Detailed on a Kickstarter project page, the Vamp is a bridge device between older speaker technology and mobile, Bluetooth-enabled devices like smartphones and tablets. Molded within a case that’s similar in shape to a Boxee Box, The Vamp device includes a single channel amplifier with a four-watt peak and a rechargeable battery that has a minimum of ten hour battery life. Basically, the user can connect The Vamp to a older speaker using the traditional red and black speaker connectors and connect their mobile device to The Vamp over Bluetooth to start playing music immediately.
On the back of The Vamp, the user will find the mini-USB charge socket, a mini-stereo jack for a headphone-style plug, the power switch as well as the red and black speaker connectors for speaker wire. The Vamp can simply sit on top of the speaker or it can be mounted on the side of the speaker magnetically using an included disc and an adhesive foam pad.
The mounting plate can be particularly useful when attaching The Vamp to a large, floorstanding speaker when there’s a limited amount of speaker wire available. The Vamp is also compatible with older portable music players without Bluetooth, such as the original iPod, when using the provided line-in cable.

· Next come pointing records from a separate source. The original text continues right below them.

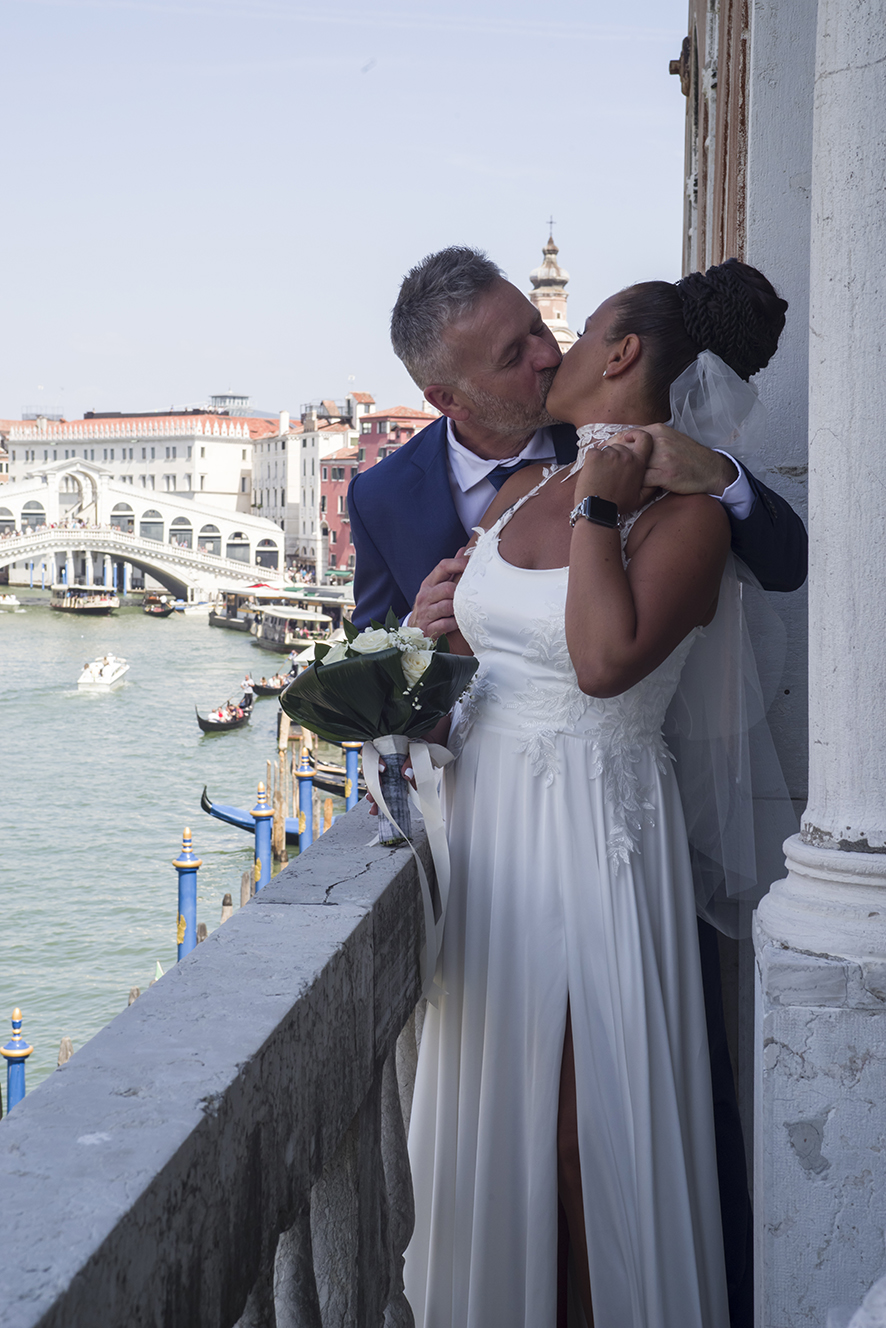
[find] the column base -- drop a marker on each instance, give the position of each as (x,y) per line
(830,903)
(820,1082)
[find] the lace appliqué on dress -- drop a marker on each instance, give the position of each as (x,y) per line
(466,709)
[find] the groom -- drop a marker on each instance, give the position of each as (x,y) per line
(484,357)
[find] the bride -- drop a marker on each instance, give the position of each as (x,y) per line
(566,1060)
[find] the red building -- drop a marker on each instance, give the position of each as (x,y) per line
(380,434)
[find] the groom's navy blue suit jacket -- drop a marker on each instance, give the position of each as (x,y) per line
(403,522)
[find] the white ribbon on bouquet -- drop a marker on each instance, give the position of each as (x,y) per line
(424,757)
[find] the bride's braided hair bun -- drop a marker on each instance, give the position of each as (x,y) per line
(733,311)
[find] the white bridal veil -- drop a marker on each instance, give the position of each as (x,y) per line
(736,804)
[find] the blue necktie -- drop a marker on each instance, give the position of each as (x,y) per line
(500,474)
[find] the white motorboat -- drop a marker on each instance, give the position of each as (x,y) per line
(102,673)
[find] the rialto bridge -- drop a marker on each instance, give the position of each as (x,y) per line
(69,521)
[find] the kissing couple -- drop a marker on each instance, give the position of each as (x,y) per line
(574,1138)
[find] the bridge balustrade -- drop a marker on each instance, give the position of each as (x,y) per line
(230,1150)
(129,546)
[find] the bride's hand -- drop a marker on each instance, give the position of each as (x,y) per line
(615,470)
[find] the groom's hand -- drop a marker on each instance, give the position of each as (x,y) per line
(432,611)
(683,466)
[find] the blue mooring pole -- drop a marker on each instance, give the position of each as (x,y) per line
(304,776)
(186,865)
(351,754)
(263,817)
(16,1053)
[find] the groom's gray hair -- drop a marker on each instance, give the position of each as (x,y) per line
(433,295)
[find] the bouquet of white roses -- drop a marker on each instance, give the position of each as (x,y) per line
(385,687)
(383,681)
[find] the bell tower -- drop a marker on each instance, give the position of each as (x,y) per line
(549,292)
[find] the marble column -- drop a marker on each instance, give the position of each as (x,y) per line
(820,1169)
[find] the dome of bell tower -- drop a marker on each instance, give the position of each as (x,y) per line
(549,294)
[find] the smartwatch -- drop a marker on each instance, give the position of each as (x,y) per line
(599,510)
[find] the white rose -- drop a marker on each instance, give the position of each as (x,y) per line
(415,639)
(413,664)
(373,639)
(335,652)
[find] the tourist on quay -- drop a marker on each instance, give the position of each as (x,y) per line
(573,1020)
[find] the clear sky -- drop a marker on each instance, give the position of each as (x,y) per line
(210,195)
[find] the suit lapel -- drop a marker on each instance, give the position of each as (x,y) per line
(565,442)
(439,530)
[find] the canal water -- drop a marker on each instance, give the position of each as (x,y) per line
(96,790)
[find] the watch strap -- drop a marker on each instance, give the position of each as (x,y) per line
(598,510)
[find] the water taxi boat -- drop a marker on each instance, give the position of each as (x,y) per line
(284,630)
(84,599)
(157,606)
(102,673)
(238,610)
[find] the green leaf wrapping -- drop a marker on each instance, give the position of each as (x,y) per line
(365,697)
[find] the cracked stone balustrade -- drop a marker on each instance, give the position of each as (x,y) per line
(231,1149)
(820,1171)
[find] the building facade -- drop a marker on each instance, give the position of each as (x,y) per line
(201,454)
(381,433)
(286,480)
(784,167)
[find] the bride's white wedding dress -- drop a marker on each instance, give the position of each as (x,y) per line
(570,883)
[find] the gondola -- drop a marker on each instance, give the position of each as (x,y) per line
(243,820)
(268,689)
(215,725)
(157,606)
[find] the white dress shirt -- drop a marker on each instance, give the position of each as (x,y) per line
(472,492)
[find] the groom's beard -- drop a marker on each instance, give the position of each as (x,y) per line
(512,418)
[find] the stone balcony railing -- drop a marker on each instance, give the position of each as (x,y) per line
(230,1150)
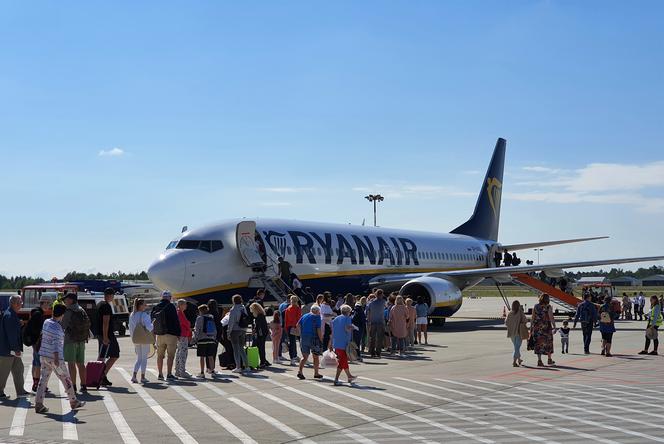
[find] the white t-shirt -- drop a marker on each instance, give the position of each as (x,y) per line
(326,314)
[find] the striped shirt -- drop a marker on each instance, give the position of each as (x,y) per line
(53,339)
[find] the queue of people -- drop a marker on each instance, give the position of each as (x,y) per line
(539,335)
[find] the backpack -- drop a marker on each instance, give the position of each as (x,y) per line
(244,320)
(78,328)
(160,321)
(209,326)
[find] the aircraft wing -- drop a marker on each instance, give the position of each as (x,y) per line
(504,273)
(517,247)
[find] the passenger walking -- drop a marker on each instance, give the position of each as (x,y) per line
(399,325)
(311,338)
(586,313)
(376,321)
(412,322)
(167,330)
(261,331)
(238,321)
(564,337)
(50,353)
(276,331)
(517,330)
(542,328)
(654,322)
(342,328)
(33,331)
(359,321)
(140,330)
(422,321)
(182,349)
(607,325)
(11,347)
(76,325)
(205,336)
(292,316)
(106,334)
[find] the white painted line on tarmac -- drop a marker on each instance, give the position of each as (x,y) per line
(120,424)
(21,412)
(594,394)
(576,419)
(165,417)
(381,406)
(522,406)
(68,420)
(307,413)
(601,404)
(272,421)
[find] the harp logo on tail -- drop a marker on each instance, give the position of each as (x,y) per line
(494,191)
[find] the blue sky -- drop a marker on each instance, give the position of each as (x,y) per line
(121,122)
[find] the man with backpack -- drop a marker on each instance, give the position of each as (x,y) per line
(76,325)
(167,330)
(31,334)
(586,312)
(108,343)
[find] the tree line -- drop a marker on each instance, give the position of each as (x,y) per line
(18,282)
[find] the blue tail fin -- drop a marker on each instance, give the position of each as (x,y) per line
(486,217)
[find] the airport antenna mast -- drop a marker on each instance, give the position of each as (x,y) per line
(374,198)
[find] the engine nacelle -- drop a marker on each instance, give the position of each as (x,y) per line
(437,292)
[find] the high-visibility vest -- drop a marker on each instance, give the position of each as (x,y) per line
(656,316)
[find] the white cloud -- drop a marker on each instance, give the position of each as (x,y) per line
(286,190)
(113,152)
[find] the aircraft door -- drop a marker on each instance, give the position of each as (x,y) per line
(246,244)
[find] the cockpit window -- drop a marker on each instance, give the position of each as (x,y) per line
(203,245)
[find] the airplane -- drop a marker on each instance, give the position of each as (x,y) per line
(239,255)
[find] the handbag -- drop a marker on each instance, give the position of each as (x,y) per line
(141,335)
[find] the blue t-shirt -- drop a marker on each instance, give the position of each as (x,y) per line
(308,324)
(340,336)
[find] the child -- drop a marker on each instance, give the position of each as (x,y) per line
(275,332)
(564,337)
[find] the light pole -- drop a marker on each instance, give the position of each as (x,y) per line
(374,198)
(538,250)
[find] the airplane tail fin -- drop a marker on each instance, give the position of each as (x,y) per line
(486,217)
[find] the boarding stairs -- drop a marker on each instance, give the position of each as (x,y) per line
(568,301)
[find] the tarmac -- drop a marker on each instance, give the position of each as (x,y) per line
(460,388)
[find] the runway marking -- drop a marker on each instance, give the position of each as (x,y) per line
(525,419)
(617,407)
(309,414)
(21,412)
(590,423)
(384,407)
(116,415)
(68,420)
(165,417)
(598,395)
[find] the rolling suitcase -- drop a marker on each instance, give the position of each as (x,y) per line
(252,357)
(95,370)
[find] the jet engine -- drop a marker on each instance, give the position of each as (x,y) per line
(436,292)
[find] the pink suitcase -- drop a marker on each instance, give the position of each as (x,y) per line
(95,371)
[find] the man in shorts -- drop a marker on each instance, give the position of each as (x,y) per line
(167,330)
(108,343)
(76,326)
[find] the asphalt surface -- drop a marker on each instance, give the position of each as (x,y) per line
(460,388)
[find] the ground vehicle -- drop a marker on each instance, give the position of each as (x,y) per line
(32,294)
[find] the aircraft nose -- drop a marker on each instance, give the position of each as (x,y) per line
(167,272)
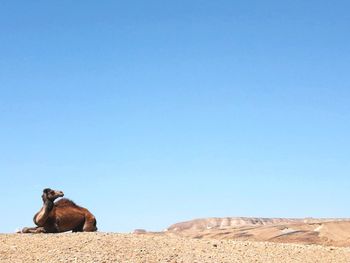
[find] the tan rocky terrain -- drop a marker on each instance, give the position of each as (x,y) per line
(333,232)
(110,247)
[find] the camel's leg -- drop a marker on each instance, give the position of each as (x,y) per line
(33,230)
(90,224)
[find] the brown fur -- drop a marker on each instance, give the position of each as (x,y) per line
(61,216)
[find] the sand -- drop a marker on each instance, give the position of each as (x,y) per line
(112,247)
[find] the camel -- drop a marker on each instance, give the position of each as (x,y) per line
(61,216)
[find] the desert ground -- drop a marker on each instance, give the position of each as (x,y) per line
(230,239)
(112,247)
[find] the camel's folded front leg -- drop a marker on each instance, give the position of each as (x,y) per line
(33,230)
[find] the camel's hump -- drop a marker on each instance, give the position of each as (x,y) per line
(65,202)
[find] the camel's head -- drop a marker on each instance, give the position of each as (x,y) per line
(52,195)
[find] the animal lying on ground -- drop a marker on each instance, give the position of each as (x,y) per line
(61,216)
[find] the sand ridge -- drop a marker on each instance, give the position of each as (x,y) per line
(113,247)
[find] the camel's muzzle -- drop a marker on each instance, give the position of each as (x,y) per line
(59,193)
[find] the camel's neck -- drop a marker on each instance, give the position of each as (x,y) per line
(41,217)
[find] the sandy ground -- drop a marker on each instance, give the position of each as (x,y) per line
(111,247)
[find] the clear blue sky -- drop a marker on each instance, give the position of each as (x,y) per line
(154,112)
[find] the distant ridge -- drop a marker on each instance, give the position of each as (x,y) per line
(324,231)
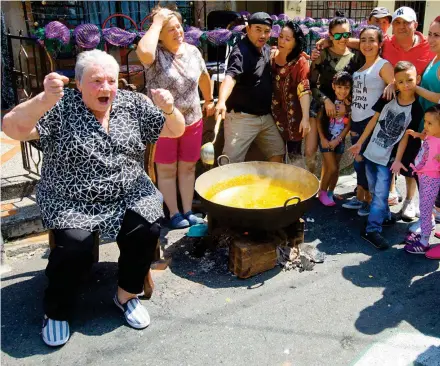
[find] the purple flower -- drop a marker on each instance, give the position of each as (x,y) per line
(87,36)
(323,33)
(304,29)
(219,36)
(118,37)
(57,30)
(238,28)
(309,20)
(276,30)
(192,36)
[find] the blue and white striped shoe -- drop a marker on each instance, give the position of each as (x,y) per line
(55,332)
(135,313)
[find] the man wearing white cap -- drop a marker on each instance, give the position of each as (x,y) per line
(407,44)
(381,17)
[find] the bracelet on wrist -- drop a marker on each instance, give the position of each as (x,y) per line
(168,114)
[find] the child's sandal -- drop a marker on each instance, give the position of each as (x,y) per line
(416,248)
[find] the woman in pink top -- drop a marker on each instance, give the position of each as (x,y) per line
(179,67)
(427,168)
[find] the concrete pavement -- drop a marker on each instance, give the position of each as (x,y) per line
(357,307)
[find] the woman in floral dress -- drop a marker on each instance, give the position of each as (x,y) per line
(291,89)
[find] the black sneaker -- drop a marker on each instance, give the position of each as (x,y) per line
(389,222)
(376,239)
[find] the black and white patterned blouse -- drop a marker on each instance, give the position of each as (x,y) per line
(90,178)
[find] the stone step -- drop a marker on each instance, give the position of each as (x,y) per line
(20,217)
(18,186)
(26,245)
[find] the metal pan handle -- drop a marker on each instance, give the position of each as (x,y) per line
(291,199)
(219,160)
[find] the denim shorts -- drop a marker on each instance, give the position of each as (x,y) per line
(358,128)
(338,150)
(315,108)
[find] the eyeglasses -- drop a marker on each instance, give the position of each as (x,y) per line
(338,36)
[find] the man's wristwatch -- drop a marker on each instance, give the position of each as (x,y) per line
(169,114)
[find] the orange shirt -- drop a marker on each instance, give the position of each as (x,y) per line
(420,55)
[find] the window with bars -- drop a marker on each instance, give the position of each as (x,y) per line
(357,10)
(419,8)
(73,13)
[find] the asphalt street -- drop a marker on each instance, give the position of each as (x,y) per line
(359,307)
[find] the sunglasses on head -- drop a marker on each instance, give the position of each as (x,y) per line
(338,36)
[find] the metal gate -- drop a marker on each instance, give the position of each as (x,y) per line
(356,10)
(419,8)
(29,68)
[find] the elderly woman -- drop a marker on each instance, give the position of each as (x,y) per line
(93,141)
(177,66)
(291,90)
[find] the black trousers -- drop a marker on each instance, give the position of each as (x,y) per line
(437,199)
(72,256)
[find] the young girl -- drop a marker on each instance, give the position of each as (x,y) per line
(369,83)
(331,60)
(427,168)
(332,132)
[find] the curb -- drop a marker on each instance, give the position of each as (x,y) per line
(26,245)
(18,190)
(14,250)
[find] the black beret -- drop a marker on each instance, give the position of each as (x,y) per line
(260,18)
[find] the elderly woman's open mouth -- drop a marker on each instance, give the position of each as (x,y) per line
(104,100)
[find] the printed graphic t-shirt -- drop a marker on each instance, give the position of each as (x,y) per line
(394,120)
(425,162)
(337,124)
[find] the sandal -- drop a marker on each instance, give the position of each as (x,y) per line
(433,253)
(416,248)
(412,238)
(55,332)
(193,219)
(135,313)
(178,222)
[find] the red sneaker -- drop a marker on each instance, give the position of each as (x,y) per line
(433,253)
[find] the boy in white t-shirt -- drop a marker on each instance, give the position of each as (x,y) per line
(387,127)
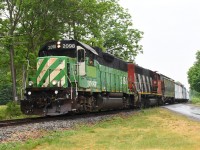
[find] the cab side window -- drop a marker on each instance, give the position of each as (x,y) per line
(81,55)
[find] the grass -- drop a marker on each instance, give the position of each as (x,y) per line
(196,100)
(11,111)
(150,129)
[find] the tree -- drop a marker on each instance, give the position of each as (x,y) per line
(11,9)
(25,25)
(194,74)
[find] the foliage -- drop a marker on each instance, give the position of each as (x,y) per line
(194,74)
(26,25)
(12,109)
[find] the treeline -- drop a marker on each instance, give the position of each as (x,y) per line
(27,24)
(194,79)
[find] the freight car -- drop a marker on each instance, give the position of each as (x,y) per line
(74,77)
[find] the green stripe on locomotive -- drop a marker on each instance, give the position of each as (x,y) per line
(100,78)
(52,69)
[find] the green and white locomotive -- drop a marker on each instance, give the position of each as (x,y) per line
(74,77)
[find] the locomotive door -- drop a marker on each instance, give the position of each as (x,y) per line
(81,61)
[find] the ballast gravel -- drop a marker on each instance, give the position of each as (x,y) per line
(36,130)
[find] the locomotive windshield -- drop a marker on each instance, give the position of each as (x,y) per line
(58,52)
(58,48)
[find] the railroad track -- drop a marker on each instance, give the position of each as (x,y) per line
(17,122)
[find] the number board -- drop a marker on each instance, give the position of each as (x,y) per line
(60,45)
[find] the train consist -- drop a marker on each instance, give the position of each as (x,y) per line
(74,77)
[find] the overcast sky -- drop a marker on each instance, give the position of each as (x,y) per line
(171,34)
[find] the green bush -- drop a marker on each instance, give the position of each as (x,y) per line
(196,100)
(12,110)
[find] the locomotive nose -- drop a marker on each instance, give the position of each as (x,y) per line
(52,72)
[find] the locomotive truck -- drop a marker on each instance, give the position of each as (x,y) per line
(74,77)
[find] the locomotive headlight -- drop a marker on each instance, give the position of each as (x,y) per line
(30,83)
(56,92)
(29,92)
(54,82)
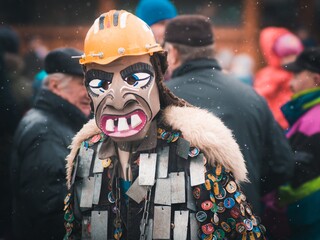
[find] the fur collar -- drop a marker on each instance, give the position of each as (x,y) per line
(201,128)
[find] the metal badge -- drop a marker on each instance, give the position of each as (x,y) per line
(163,191)
(85,158)
(98,166)
(149,230)
(181,219)
(193,226)
(191,203)
(87,192)
(75,169)
(85,230)
(147,169)
(162,221)
(197,170)
(178,186)
(183,147)
(97,188)
(137,192)
(99,224)
(162,163)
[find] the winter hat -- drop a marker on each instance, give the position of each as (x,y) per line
(60,61)
(309,60)
(193,30)
(287,44)
(152,11)
(9,40)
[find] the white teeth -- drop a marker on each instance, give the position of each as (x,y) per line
(110,125)
(135,120)
(122,124)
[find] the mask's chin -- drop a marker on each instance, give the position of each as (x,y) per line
(128,127)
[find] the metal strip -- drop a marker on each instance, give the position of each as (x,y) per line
(99,224)
(197,170)
(162,163)
(178,185)
(181,219)
(97,188)
(162,221)
(163,191)
(137,192)
(147,169)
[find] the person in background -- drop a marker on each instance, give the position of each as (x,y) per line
(278,46)
(34,58)
(149,165)
(13,104)
(198,79)
(156,14)
(41,145)
(303,114)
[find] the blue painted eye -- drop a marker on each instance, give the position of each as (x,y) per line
(98,86)
(138,80)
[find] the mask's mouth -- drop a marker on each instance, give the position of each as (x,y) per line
(123,125)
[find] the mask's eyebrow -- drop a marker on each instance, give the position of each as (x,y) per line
(97,74)
(137,67)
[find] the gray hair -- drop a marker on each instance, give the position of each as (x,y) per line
(62,79)
(188,53)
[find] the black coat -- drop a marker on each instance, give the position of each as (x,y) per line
(266,151)
(38,166)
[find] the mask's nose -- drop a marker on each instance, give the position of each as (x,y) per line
(119,95)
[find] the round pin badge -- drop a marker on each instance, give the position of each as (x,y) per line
(215,219)
(248,209)
(201,216)
(219,233)
(196,192)
(95,138)
(222,194)
(224,180)
(207,184)
(237,196)
(257,231)
(221,207)
(229,203)
(241,228)
(214,208)
(176,136)
(232,223)
(225,226)
(193,152)
(111,198)
(231,187)
(248,224)
(235,212)
(207,228)
(242,210)
(206,205)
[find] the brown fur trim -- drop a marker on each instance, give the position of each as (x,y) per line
(207,132)
(88,130)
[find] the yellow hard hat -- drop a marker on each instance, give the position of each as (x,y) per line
(115,34)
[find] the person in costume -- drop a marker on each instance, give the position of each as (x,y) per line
(149,165)
(302,113)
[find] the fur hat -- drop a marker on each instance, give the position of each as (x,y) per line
(152,11)
(60,61)
(193,30)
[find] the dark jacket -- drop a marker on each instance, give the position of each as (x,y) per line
(266,151)
(38,166)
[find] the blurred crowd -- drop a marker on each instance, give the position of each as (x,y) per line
(273,113)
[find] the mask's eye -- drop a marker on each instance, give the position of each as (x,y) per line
(139,80)
(99,86)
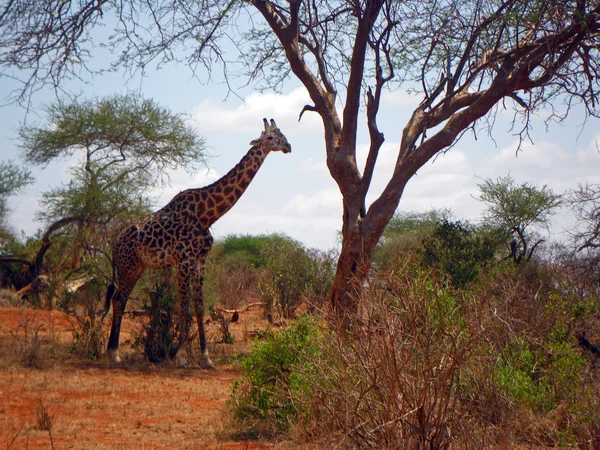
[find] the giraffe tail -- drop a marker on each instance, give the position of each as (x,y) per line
(110,292)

The team building The Vamp tested the device on a variety of speakers and were able to produce a maximum of 95 decibels. While volume is important, the creators claim that the overall sound quality is significantly better than the majority of Bluetooth speakers on the market. Assuming you already have a speaker ready to go, the Vamp is also much cheaper than a Bluetooth speaker alternative. While The Vamp is priced at £35 (approximately $53), a Jambone BIG JAMBOX, for instance, has a MSRP of $299.99. However, one downside to The Vamp is that is does not play stereo sound. The device combines the left and right channels and plays them through a single speaker.
In an interview with Disegno Daily regarding the creation of The Vamp, creator Paul Cocksedge said “I started to see old speakers in markets, or left out in the streets with a little note left on them saying ‘Please take me.’ It got me thinking, why aren’t these speakers loved anymore? They were built for sound and built to last. I wanted to make something that could bridge the gap between these speakers and more convenient, modern Bluetooth versions.“
According to the details of the project, Paul Cocksedge and his team need additional funding in order to invest in injection molding tools, patent costs and overseeing development in Asia as The Vamps roll off the production line. While the basic model starts at £35, the Kickstarter page includes options for customizing The Vamp with an engraving as well as a signature from the creator. Since the design phase is finished, the first batch of The Vamp devices are expected to roll out to Kickstarter backers by June 2013. As with any Kickstarter project, the shipping window could be delayed due to manufacturing issues or other problems.